Your business acquisition exempt from taxes?
As business owners, we are all familiar with the various taxes that businesses have to pay. However, there are cases where exemption is possible because otherwise there is a possibility that we will pay double taxes. The participation exemption is a fine example of this. In this article, we have described for you what the participation exemption entails, and when it might apply.
What is a participation?
A participation in the broad sense of the word means that a person has an interest in a company, in which it is driven by another. But this is the generic meaning. There are various specific nuances and details depending on the field. For example, in the business sense, we speak of a participation when a company owns shares in another company.
In the tax sense, and the most interesting concept from a tax point of view, a participation occurs when at least 5% of the nominal paid-up share capital is placed in the other company. An example to illustrate this:
- Company A issues shares nominally worth €1,000,000.
- Company B decides to buy €50,000 worth of shares. Using arithmetic, we then arrive at the conclusion that 5% of shares have been purchased. This is the condition to speak of a participation.
What is the participation exemption?
Now that we know what a participation is, we can discuss the participation exemption. What is prevented by the participation exemption is that previously taxed profits (from another company) are not taxed again. Article 13 Corporate Income Tax Act 1969 plays a central role in defining the participation exemption. Subsections 8 and 9 of this article then make exceptions here. For example, the participation exemption will not apply if there is a non-qualifying investment participation. Furthermore, the participation exemption will not apply to a taxpayer classified as an investment institution.
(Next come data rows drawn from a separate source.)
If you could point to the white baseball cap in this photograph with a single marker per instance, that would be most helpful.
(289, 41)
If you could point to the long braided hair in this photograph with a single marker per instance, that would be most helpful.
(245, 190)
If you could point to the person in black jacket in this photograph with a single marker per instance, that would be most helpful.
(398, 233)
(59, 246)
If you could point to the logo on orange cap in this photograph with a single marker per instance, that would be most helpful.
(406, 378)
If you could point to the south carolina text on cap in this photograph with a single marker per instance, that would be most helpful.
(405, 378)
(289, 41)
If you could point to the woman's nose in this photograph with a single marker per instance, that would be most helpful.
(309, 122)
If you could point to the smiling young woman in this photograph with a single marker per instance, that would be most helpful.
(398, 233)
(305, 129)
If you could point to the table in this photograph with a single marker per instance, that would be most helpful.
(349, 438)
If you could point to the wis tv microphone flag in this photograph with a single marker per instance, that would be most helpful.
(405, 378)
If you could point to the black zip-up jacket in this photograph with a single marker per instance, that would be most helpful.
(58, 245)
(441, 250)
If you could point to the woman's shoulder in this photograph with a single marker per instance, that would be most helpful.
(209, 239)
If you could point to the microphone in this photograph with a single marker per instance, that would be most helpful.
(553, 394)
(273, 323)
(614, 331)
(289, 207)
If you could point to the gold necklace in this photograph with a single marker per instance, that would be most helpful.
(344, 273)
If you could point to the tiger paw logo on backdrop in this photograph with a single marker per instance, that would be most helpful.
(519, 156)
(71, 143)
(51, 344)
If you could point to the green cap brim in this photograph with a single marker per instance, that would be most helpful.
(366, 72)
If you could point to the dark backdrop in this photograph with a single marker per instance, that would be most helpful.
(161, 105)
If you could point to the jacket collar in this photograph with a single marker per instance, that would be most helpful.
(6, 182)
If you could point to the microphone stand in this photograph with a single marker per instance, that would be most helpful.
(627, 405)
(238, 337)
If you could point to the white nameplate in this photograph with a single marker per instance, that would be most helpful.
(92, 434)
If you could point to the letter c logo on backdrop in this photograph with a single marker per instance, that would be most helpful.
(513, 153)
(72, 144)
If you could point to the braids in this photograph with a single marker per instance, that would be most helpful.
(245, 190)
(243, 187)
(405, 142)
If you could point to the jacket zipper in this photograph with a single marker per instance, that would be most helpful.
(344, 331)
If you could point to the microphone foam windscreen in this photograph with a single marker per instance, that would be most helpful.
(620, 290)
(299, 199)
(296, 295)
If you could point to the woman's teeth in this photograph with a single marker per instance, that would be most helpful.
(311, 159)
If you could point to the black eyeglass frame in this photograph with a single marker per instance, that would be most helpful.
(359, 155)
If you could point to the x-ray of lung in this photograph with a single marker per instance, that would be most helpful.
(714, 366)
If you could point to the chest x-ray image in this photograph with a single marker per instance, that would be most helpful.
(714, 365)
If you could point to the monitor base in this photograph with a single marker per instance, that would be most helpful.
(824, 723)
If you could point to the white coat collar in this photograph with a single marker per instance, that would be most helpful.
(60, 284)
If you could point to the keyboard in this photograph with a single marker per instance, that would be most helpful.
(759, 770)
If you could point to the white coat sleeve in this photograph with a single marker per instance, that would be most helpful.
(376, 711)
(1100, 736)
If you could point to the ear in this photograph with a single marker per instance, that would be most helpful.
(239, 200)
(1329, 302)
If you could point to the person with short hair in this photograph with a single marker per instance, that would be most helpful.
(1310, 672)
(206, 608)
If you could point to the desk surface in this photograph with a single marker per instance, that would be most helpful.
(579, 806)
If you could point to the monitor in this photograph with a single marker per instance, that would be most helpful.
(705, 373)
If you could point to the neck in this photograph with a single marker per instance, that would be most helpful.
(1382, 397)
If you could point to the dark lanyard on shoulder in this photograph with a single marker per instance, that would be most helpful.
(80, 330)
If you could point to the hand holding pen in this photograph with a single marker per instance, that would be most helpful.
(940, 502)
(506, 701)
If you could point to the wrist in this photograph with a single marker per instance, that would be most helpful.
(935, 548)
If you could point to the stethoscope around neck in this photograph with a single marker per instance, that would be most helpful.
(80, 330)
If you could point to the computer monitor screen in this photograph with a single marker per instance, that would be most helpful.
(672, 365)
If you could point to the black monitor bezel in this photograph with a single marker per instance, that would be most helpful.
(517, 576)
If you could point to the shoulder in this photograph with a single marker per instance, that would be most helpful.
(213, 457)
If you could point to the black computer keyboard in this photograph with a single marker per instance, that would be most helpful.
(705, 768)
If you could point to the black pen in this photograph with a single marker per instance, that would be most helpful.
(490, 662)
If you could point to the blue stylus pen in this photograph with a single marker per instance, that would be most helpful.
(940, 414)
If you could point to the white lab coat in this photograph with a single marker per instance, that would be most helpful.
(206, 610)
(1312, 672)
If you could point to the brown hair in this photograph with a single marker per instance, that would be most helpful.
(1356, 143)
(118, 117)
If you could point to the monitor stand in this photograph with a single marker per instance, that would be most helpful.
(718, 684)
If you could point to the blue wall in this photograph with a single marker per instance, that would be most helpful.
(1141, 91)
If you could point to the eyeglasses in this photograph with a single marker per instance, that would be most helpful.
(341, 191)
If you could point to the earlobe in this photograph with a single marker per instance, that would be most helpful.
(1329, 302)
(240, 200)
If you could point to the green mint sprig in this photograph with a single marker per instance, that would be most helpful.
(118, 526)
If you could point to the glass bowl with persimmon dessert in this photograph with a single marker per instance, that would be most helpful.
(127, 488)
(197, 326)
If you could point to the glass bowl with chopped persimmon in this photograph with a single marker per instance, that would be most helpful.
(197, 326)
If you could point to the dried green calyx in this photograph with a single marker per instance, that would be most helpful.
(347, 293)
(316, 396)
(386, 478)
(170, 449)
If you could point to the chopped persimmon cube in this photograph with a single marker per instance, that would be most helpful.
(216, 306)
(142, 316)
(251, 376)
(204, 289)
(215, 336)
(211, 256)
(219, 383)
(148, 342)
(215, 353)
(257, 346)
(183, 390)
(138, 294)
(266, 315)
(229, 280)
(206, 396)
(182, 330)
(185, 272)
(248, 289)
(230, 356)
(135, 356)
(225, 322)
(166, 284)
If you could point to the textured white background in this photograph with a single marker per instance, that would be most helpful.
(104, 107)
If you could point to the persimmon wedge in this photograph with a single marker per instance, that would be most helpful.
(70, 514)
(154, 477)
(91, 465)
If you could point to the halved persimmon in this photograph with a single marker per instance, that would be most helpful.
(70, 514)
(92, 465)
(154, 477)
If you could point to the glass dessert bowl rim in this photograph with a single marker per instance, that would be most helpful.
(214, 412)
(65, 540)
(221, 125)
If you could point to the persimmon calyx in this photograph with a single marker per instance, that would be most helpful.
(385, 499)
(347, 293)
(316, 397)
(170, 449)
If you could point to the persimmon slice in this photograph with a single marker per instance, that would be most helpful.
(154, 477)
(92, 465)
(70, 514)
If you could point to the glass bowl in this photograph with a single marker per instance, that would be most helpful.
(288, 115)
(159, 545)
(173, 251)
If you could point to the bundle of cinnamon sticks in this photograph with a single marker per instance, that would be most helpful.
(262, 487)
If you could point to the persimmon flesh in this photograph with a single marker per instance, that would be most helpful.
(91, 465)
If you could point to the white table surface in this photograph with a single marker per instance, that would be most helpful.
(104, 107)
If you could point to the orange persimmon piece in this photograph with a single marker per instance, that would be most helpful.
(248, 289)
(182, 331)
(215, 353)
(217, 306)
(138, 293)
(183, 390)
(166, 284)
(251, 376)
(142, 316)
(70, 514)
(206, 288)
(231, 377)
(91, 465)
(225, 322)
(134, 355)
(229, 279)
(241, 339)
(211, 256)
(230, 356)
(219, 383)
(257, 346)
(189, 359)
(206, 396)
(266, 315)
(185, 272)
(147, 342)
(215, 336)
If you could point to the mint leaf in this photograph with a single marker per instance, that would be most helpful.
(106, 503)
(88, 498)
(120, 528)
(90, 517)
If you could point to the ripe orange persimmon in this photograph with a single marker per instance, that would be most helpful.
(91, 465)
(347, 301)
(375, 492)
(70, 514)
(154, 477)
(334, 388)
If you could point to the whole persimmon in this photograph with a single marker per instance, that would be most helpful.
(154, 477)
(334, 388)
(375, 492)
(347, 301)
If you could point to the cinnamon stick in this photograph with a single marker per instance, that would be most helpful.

Participation exemption in a business acquisition
In the context of a business acquisition, an entrepreneur can benefit from participation exemption when his or her Holding Company sells an underlying operating company (one B.V. is not a B.V!) through a share transaction. The book profit made on this sale will then go to the Holding Company untaxed. If only assets are sold, the participation exemption will never apply and the profit made on the sale of the company will always have to be settled with the tax authorities. And that can be difficult. If you operate a sole proprietorship or partnership, you can only transfer your business through an asset transaction and therefore never benefit from the participation exemption.
But beware: when claiming the participation exemption, the tax authorities do consider how long your holding company and operating company have existed. The requirement is a history of 3 years (there seems to be room here, but ask for a ruling beforehand). The reason is that the IRS does not want you to set up a new corporate structure just to avoid paying VPB on the profits of your company sale.
Finally, there are always exceptions to the rule, it is therefore important to keep an eye on Section 13 of the 1969 Corporate Income Tax Act. All in all, it can be concluded that the participation exemption prevents us from paying too much tax.